July 2020 – Vol. 39, No. 6

Christine G. Gourin, MD, MPH, and Richard J. Wong, MD, AHNS Scientific Program/Resident Courses Service members, Cherie-Ann O. Nathan, MD, AHNS President

The American Head & Neck Society (AHNS) is a vibrant society committed to being patient centric, collaborative, innovative, ethical, value based, and global. To maximize member engagement, AHNS restructured to have sufficient organizational capacity in achieving their mission (as displayed in the graphic). So what are the challenges and opportunities in practice and patient care?

The “face” of head and neck cancer in 2020 has changed, with fewer tobacco-related cancers and an increasing number of HPV-related oropharyngeal, thyroid, and skin cancers. The HPV-related oropharyngeal cancer epidemic is associated with a growing cohort of long-term survivors. Deintensification of radiation and/or chemotherapy can be accomplished with transoral surgery in patients without evidence of extranodal extension and clear margins, all being studied in globally initiated multidisciplinary clinical trials. Surgeon-initiated trials include elective versus therapeutic neck dissection in node negative oral cavity cancer and the E3311 transoral surgery study, with a postoperative radiation deintensification arm.

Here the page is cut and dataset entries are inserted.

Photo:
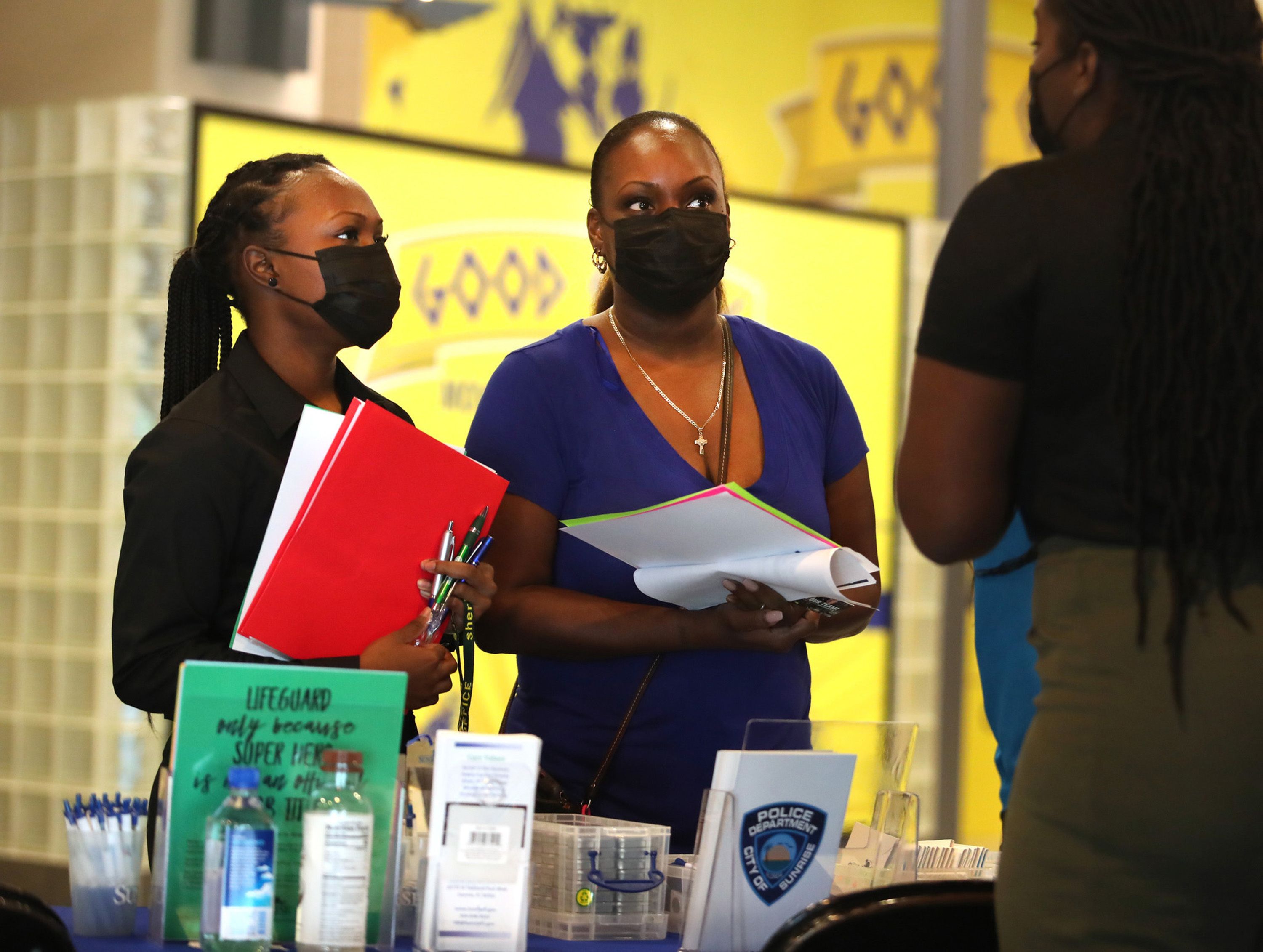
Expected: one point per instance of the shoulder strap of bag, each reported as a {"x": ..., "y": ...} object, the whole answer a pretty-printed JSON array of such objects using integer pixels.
[{"x": 722, "y": 478}]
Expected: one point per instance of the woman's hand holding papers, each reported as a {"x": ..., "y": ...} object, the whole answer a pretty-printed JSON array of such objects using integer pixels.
[
  {"x": 801, "y": 624},
  {"x": 430, "y": 668}
]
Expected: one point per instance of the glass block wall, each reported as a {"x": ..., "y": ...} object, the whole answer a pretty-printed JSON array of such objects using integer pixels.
[{"x": 93, "y": 209}]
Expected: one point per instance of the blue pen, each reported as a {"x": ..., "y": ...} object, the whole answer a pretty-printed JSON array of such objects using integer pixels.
[{"x": 436, "y": 622}]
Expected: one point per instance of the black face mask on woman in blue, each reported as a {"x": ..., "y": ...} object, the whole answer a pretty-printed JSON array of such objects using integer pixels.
[
  {"x": 672, "y": 261},
  {"x": 362, "y": 291}
]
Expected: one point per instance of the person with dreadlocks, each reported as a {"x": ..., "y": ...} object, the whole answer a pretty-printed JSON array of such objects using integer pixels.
[
  {"x": 1092, "y": 354},
  {"x": 296, "y": 247}
]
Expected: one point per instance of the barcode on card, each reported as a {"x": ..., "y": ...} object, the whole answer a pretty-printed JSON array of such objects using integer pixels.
[{"x": 479, "y": 843}]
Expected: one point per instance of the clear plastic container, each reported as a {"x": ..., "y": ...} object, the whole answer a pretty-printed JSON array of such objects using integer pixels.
[{"x": 598, "y": 879}]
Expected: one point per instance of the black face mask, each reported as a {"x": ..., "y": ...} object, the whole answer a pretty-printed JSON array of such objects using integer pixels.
[
  {"x": 1047, "y": 141},
  {"x": 362, "y": 291},
  {"x": 670, "y": 262}
]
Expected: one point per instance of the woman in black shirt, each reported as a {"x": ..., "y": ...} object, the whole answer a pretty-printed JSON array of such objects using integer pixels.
[
  {"x": 297, "y": 248},
  {"x": 1093, "y": 354}
]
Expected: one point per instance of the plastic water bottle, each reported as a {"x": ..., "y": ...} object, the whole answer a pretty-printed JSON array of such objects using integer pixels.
[
  {"x": 238, "y": 877},
  {"x": 338, "y": 856}
]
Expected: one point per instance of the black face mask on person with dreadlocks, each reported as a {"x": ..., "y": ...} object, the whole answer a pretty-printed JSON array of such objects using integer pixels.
[
  {"x": 1045, "y": 137},
  {"x": 362, "y": 291}
]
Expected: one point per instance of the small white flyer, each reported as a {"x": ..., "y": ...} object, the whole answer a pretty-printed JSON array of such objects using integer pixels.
[{"x": 479, "y": 863}]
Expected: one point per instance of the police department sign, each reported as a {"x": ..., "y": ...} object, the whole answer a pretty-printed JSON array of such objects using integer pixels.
[{"x": 778, "y": 844}]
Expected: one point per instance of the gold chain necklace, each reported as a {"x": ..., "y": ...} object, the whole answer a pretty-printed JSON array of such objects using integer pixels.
[{"x": 723, "y": 378}]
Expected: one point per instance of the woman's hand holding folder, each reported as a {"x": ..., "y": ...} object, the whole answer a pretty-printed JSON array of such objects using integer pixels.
[{"x": 430, "y": 668}]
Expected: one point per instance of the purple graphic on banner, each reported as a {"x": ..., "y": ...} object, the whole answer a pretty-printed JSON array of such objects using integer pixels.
[{"x": 533, "y": 86}]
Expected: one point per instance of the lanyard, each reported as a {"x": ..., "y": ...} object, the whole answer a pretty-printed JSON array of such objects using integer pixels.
[{"x": 460, "y": 643}]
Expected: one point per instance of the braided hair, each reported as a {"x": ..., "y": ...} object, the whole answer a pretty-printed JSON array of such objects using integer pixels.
[
  {"x": 201, "y": 295},
  {"x": 1189, "y": 377},
  {"x": 613, "y": 139}
]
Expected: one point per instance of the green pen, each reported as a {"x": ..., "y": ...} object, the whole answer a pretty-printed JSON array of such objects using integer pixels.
[{"x": 472, "y": 538}]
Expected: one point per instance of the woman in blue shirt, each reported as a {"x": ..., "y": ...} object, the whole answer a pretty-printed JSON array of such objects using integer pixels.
[{"x": 621, "y": 412}]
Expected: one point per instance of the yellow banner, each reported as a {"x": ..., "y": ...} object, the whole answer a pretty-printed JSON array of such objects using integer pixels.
[
  {"x": 804, "y": 98},
  {"x": 874, "y": 106}
]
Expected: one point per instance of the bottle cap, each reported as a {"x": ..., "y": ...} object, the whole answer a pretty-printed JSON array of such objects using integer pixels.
[
  {"x": 244, "y": 778},
  {"x": 343, "y": 761}
]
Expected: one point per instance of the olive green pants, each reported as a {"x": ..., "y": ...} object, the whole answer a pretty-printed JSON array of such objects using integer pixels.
[{"x": 1131, "y": 826}]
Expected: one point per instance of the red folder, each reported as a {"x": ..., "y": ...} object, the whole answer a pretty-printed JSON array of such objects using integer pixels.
[{"x": 346, "y": 572}]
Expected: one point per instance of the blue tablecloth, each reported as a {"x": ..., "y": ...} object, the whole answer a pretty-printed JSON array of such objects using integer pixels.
[{"x": 535, "y": 944}]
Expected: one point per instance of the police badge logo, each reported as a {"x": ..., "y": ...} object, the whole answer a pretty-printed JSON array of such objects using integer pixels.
[{"x": 778, "y": 844}]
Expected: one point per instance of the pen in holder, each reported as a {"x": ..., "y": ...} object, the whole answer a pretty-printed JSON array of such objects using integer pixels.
[{"x": 107, "y": 841}]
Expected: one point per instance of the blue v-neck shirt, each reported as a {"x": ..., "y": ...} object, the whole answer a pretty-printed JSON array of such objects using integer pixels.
[{"x": 557, "y": 422}]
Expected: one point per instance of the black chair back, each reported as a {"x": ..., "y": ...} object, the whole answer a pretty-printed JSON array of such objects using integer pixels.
[
  {"x": 29, "y": 926},
  {"x": 911, "y": 917}
]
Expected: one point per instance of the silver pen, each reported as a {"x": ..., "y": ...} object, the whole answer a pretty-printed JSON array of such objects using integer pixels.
[{"x": 445, "y": 555}]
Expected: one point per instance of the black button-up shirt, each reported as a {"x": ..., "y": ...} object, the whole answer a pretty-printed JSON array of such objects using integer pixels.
[{"x": 197, "y": 495}]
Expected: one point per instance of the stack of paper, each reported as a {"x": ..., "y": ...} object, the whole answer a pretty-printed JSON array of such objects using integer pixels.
[
  {"x": 684, "y": 550},
  {"x": 364, "y": 499},
  {"x": 950, "y": 856}
]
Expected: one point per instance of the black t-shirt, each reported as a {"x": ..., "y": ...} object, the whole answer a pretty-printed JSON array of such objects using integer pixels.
[{"x": 1029, "y": 287}]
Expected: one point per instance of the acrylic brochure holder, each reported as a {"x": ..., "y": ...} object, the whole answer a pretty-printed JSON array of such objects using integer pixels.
[
  {"x": 710, "y": 897},
  {"x": 885, "y": 850},
  {"x": 719, "y": 915},
  {"x": 883, "y": 752},
  {"x": 478, "y": 870}
]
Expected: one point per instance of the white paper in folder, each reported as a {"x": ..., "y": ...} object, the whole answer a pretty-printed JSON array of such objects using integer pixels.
[
  {"x": 684, "y": 550},
  {"x": 316, "y": 432}
]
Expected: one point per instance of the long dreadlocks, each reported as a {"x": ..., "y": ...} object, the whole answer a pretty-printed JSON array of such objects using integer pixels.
[
  {"x": 1190, "y": 375},
  {"x": 200, "y": 293}
]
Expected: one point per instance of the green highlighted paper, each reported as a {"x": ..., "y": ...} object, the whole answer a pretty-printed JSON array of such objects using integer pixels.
[
  {"x": 685, "y": 548},
  {"x": 278, "y": 719}
]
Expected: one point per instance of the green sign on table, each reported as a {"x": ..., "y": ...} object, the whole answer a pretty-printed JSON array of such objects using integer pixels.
[{"x": 281, "y": 719}]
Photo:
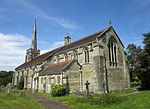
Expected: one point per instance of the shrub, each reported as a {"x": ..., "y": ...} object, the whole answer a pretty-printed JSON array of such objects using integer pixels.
[
  {"x": 58, "y": 90},
  {"x": 106, "y": 99}
]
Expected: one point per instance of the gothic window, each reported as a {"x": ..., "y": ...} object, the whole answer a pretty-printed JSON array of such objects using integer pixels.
[
  {"x": 58, "y": 79},
  {"x": 49, "y": 80},
  {"x": 112, "y": 48},
  {"x": 65, "y": 57},
  {"x": 86, "y": 55},
  {"x": 74, "y": 56}
]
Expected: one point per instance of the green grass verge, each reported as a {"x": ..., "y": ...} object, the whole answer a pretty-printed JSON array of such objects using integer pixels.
[
  {"x": 16, "y": 101},
  {"x": 126, "y": 99}
]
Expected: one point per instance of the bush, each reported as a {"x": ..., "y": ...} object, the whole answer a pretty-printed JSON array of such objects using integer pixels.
[
  {"x": 106, "y": 99},
  {"x": 58, "y": 90}
]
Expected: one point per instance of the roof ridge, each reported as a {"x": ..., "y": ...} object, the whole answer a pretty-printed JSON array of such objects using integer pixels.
[{"x": 87, "y": 36}]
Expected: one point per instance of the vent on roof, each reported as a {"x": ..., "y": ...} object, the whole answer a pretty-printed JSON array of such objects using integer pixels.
[{"x": 67, "y": 40}]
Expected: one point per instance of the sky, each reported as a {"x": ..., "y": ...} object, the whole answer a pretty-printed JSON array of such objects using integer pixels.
[{"x": 57, "y": 18}]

Immunotherapy and targeted therapy show promise for advanced skin and head and neck mucosal cancers, with a better tolerated side effect profile. Melanoma mortality rates have started to decline for the first time in decades. The U.S. Food and Drug Administration approved cemiplimab for advanced cutaneous squamous cell cancer and hedgehog inhibitor for advanced basal cell carcinoma. In recurrent mucosal head and neck cancer, response rates with immunotherapy are 10%-20%. Neoadjuvant immunotherapy trials are underway to determine the role of immunotherapy in primary treatment for mucosal disease.

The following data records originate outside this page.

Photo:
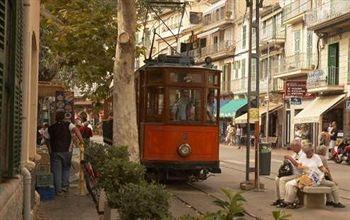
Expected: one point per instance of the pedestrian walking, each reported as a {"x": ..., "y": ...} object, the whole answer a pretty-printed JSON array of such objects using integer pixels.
[
  {"x": 333, "y": 136},
  {"x": 238, "y": 136},
  {"x": 230, "y": 134},
  {"x": 86, "y": 131},
  {"x": 60, "y": 141}
]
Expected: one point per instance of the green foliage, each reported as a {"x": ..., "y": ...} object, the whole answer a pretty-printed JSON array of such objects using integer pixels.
[
  {"x": 281, "y": 215},
  {"x": 140, "y": 201}
]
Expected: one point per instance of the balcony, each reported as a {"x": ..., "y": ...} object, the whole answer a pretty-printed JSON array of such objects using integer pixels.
[
  {"x": 298, "y": 65},
  {"x": 215, "y": 51},
  {"x": 329, "y": 16},
  {"x": 294, "y": 12},
  {"x": 239, "y": 86},
  {"x": 320, "y": 82}
]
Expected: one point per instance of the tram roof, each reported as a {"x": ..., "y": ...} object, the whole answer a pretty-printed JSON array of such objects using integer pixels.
[{"x": 173, "y": 62}]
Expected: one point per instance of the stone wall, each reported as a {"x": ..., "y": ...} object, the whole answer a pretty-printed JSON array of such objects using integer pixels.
[{"x": 11, "y": 199}]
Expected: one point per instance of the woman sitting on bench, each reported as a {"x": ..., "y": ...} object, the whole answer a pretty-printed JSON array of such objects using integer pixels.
[{"x": 314, "y": 171}]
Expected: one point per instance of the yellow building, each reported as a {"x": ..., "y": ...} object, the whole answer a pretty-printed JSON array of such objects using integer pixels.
[{"x": 19, "y": 57}]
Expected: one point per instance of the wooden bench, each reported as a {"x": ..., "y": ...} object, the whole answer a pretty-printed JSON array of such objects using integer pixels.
[{"x": 315, "y": 197}]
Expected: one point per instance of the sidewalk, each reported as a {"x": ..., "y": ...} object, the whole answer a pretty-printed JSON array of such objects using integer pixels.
[{"x": 70, "y": 206}]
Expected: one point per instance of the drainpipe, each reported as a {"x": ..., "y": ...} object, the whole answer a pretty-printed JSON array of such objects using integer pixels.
[{"x": 27, "y": 178}]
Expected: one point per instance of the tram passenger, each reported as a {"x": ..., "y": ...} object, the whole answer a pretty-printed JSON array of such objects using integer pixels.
[
  {"x": 211, "y": 107},
  {"x": 183, "y": 107}
]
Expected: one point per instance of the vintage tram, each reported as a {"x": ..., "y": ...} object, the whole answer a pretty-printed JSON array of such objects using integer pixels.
[{"x": 178, "y": 110}]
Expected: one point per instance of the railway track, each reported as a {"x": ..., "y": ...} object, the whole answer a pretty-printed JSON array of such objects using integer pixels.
[{"x": 188, "y": 202}]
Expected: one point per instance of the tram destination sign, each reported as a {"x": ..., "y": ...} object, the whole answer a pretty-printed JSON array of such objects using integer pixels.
[{"x": 295, "y": 89}]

Active surveillance is increasingly recognized as a safe option for patients with low-risk thyroid cancers that are favorably located and without metastases. Molecular analysis of FNA samples can determine the relative risk of malignancy. Targeted therapy now exists for medullary and anaplastic thyroid cancer based on molecular profiling. RET-mutated medullary thyroid cancers have response rates of 60%-70% range to the new RET inhibitors LOXO-292 and BLU-667. Anaplastic thyroid cancers with BRAF mutations have a response rate of 69% to combination BRAF and MEK inhibition. This is a dramatic improvement over prior ineffective therapies for a disease viewed as fatal.

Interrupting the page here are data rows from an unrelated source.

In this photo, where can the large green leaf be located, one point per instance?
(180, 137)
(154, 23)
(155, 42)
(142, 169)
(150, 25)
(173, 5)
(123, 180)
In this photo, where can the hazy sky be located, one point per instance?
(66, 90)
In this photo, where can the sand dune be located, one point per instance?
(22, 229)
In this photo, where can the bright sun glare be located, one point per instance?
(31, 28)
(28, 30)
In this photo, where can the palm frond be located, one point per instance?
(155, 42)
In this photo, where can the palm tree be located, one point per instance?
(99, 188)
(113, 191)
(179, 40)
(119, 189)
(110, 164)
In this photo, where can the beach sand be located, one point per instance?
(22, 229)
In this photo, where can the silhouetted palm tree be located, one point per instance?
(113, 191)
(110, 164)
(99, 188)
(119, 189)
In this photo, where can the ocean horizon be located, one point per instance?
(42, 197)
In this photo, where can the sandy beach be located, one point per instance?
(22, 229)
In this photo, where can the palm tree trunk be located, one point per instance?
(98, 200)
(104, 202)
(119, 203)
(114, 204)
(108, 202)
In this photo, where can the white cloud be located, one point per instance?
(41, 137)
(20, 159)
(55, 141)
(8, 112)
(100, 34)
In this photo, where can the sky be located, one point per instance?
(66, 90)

As patients with head and neck cancer live longer, survivorship issues are increasingly important. Multidisciplinary care is required to address lymphedema, dysphagia, dental issues, surveillance, new primaries, and radiation-induced malignancy. Speech-language pathology-directed swallowing exercises during and after treatment reduce the incidence of late dysphagia. Salvage surgery is associated with increased morbidity and mortality and often requires reconstruction and complex decision making. The opioid epidemic has led to unintended consequences of pain management for patients who suffer protracted pain from treatment. The management of head and neck cancer continues to evolve with the changing disease landscape, the emergence of new technologies and therapies, and a stronger emphasis on optimizing quality of life.

The COVID-19 pandemic presents an entirely new set of challenges. How do we prioritize care during this pandemic? How do we protect our staff during procedures that may aerosolize virus, particularly in mucosal sites that carry high viral loads? How can telemedicine allow us to best connect remotely with our patients? The AHNS website’s COVID-19 Bulletin Board is an outstanding resource that addresses many of these issues.